Committed scope right now is Phase A and Phase B only — 4 weeks: get a vanilla FreeBSD ISO booting with stock init from the new repo, then port ravynOS's mach.ko so it kldloads at boot and a userland round-trip works. Hard stop after Phase B. The rest of the v2 plan (libxpc choice, libdispatch choice, Apple's launchd as PID 1, configd, IPConfiguration) is post-checkpoint scope — sketched in Section 9 but explicitly contingent on what Phase B reveals and on a separate discussion before each commitment. Long-term home: either a unique FreeBSD distro or absorption into gershwin-on-freebsd, owned and maintained by Joe.

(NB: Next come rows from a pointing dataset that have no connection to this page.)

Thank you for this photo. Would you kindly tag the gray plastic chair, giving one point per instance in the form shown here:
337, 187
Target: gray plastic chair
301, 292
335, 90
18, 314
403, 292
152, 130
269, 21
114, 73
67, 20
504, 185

Research basis: direct inspection of /Users/jmaloney/Documents/launchd/{nextbsd,ravynos,freebsd-launchd,freebsd-src} on 2026-05-10. Companion to freebsd-launchd-service-ordering.html. Direct successor to the predecessor investigation freebsd-mach-kmod-plan (the earlier "build minimal mach.ko from scratch" framing — the v1 that led to this plan and is retained for its API-surface analysis). The separate AF_UNIX track freebsd-launchd-plan is preserved alongside but is not part of this mach-porting tree. The sub-plans and spikes that elaborate parts of this plan are listed in the card at the top of the page.